Riddhi P. Patel, Daniel W. Förster, Andrew C. Kitchener, Mark D. Rayan, Shariff W. Mohamed, Laura Werner, Dorina Lenz, Hans Pfestorf, Stephanie Kramer-Schadt, Viktoriia Radchuk, Jörns Fickel, Andreas Wilting
Two species of Southeast Asian cats in the genus Catopuma with diverging histories: an island endemic forest specialist and a widespread habitat generalist
R. Soc. open sci. 2016 3
160350; DOI: 10.1098/rsos.160350. Published 19 October 2016

Copyright © 2016 The Royal Society
Reprinted under terms of a Creative Commons Attribution 4.0 International license (CC-BY 4.0)

Surprisingly, given the wide variation in size and colouration, with several colour morphs being recognised in the Asian golden cat, the team found a very narrow range of genetic variation, suggesting a major near-extinction event and a genetic bottleneck.

We think that the Toba super-volcanic eruption on Sumatra, about 73, 000 years ago, destroyed so much forest habitat that it caused a massive population decline in most of the range of the Asian golden cat, with populations surviving only in Indochina.
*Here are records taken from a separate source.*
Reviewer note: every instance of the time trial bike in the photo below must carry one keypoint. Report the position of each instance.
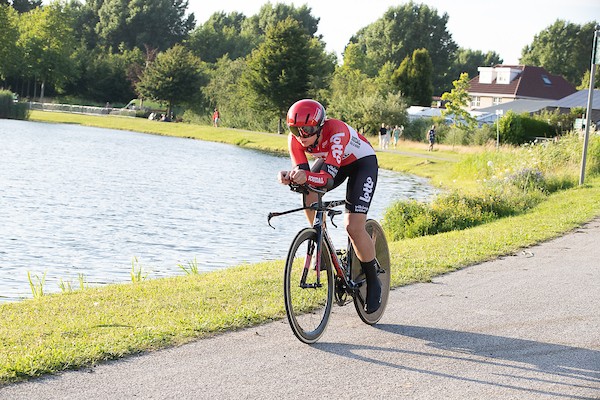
(316, 273)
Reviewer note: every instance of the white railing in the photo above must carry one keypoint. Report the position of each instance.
(70, 108)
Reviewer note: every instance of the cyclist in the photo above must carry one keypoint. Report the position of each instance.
(345, 154)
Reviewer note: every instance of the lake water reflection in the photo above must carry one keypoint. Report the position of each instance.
(79, 200)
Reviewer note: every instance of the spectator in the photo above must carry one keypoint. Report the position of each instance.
(216, 118)
(431, 137)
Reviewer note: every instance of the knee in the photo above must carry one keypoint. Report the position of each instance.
(354, 230)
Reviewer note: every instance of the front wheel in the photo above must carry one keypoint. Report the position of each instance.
(308, 295)
(382, 254)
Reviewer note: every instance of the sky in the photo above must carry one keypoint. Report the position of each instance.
(503, 26)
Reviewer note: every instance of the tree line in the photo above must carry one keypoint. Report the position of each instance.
(250, 67)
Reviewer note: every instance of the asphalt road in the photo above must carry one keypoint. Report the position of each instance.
(525, 326)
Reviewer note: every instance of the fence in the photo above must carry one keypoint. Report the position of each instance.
(70, 108)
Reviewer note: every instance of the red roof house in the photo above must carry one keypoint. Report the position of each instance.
(503, 83)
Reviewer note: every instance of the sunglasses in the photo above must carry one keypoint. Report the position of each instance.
(304, 131)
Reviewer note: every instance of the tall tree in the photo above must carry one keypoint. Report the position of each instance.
(563, 49)
(22, 6)
(365, 102)
(221, 34)
(414, 78)
(46, 41)
(468, 61)
(270, 15)
(404, 29)
(134, 23)
(9, 33)
(457, 101)
(287, 66)
(176, 76)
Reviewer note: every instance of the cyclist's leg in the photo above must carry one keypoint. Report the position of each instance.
(360, 190)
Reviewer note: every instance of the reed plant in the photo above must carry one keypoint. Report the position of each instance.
(36, 284)
(137, 274)
(506, 183)
(190, 268)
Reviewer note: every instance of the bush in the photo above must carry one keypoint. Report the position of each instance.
(10, 109)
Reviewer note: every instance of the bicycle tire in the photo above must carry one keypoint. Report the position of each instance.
(382, 254)
(307, 309)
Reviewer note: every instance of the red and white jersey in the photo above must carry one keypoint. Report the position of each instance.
(340, 145)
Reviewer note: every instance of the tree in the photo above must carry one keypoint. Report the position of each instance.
(563, 49)
(404, 29)
(23, 6)
(414, 78)
(355, 58)
(103, 76)
(157, 23)
(364, 102)
(468, 61)
(457, 100)
(220, 35)
(46, 42)
(270, 15)
(9, 33)
(287, 66)
(176, 76)
(585, 80)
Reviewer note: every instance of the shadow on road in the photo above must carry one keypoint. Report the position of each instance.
(515, 359)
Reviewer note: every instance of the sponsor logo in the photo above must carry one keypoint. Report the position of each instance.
(367, 190)
(337, 149)
(361, 208)
(315, 179)
(331, 170)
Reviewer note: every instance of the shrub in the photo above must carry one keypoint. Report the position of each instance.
(11, 109)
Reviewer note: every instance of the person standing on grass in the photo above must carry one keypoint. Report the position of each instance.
(216, 118)
(431, 137)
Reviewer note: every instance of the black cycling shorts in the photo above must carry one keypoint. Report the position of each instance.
(362, 180)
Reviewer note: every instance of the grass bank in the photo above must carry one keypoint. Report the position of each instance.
(70, 330)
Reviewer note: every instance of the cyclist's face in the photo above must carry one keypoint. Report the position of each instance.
(306, 142)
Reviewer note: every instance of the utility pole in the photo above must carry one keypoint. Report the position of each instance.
(595, 61)
(498, 116)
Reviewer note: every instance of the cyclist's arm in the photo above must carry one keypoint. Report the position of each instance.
(321, 178)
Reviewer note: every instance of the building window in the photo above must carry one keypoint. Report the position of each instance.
(546, 80)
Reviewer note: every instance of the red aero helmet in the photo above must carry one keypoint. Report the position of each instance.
(306, 113)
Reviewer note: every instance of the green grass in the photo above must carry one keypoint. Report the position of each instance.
(83, 327)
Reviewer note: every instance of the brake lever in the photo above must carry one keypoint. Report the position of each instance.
(333, 213)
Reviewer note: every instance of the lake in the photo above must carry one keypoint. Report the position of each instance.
(79, 200)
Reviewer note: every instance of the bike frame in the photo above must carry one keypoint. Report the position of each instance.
(319, 224)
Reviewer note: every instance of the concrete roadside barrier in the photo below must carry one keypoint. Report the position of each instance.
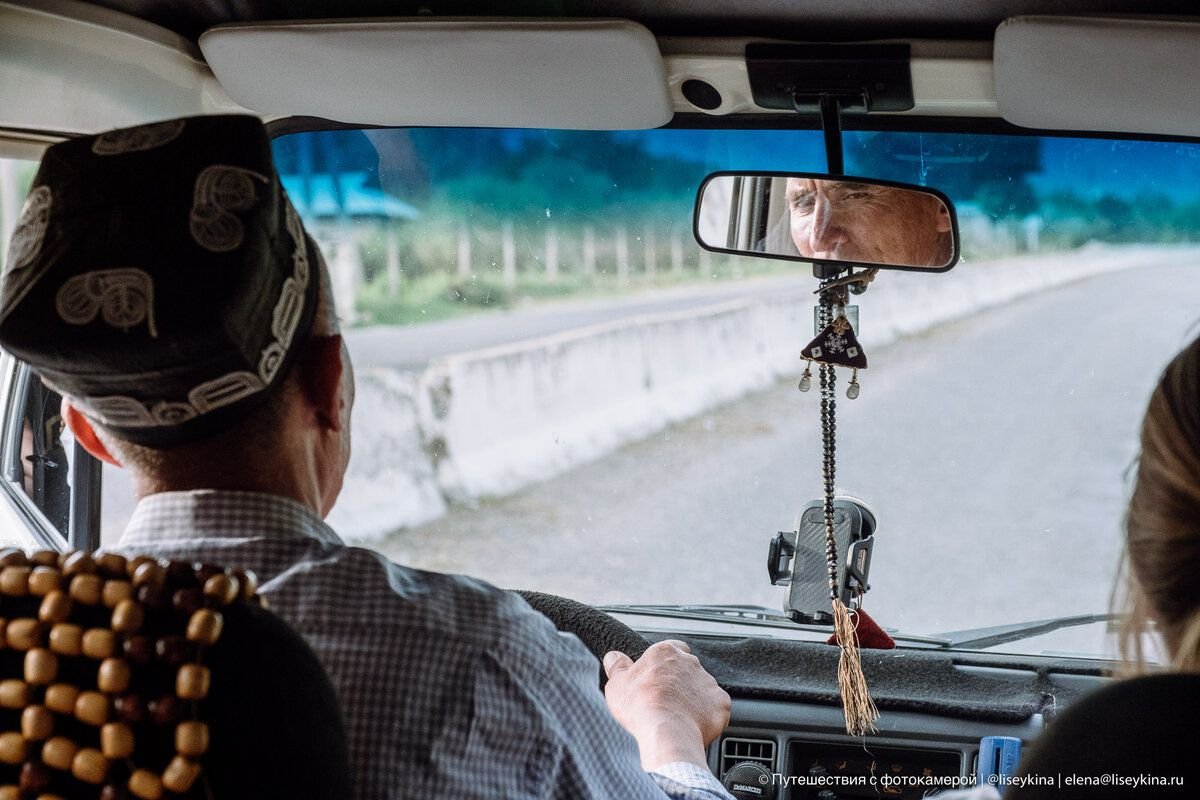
(490, 422)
Only a long time after suitable climatic conditions returned during the last Ice Age were Asian golden cats able to move out from their Indochinese refuge and return to former habitats, spreading north to southern China, east to India and, in particular, south to Sumatra.

The first major change was the flooding of the the Isthmus of Kra in the Pliocene 3.16 million years ago, followed by climate and vegetation variations between Sundaland and Indochina. This caused the ancestor of the modern bay cat to become restricted to Northern Borneo especially during the last glacial maximum when evergreen forests were restricted to that area. This forced it to become an environmental specialist. Meanwhile the other group which gave rise to the Asian golden cat lineage was free to spread across a wide range of habitats and to become much more of a generalist in its environmental preferences.

The second major environmental change was the Toba super-volcanic eruption on Sumatra, about 73,000 years ago, destroyed so much forest habitat that it brought the Asian golden cat close to extinction, surviving only in Indochina, from where it was able to expand its range considerably when the forests recovered.

This is of course a classic example of how speciation occurs due to genetic isolation and how living species evolve in response to climate, geological and environmental change. There never is an underlying purpose or direction; all the happens is that the variations which do better in the prevailing conditions, by definition, leave more descendants and those descendants inevitably inherit the characteristics that enabled their parent to do better.

If, as seems to be the case with the ancestor of the bay cat and the Asian golden cat, this leads to speciation than that is a consequence of the process, not the purpose of it. It's such a shame that creationists can't allow themselves to appreciate the inevitability yet simple, elegant beauty in this process which has given us over time all the diversity we see wherever we look. And all because they are too afraid to even consider that they could be wrong for fear of what might happen to them after they have died.

Not that I believe this, but imagine, for a moment, being a god which created this process watching creationists do everything humanly possible not to recognise its exquisite beauty. I wonder if creationists who can't lose their superstition ever give a thought to that.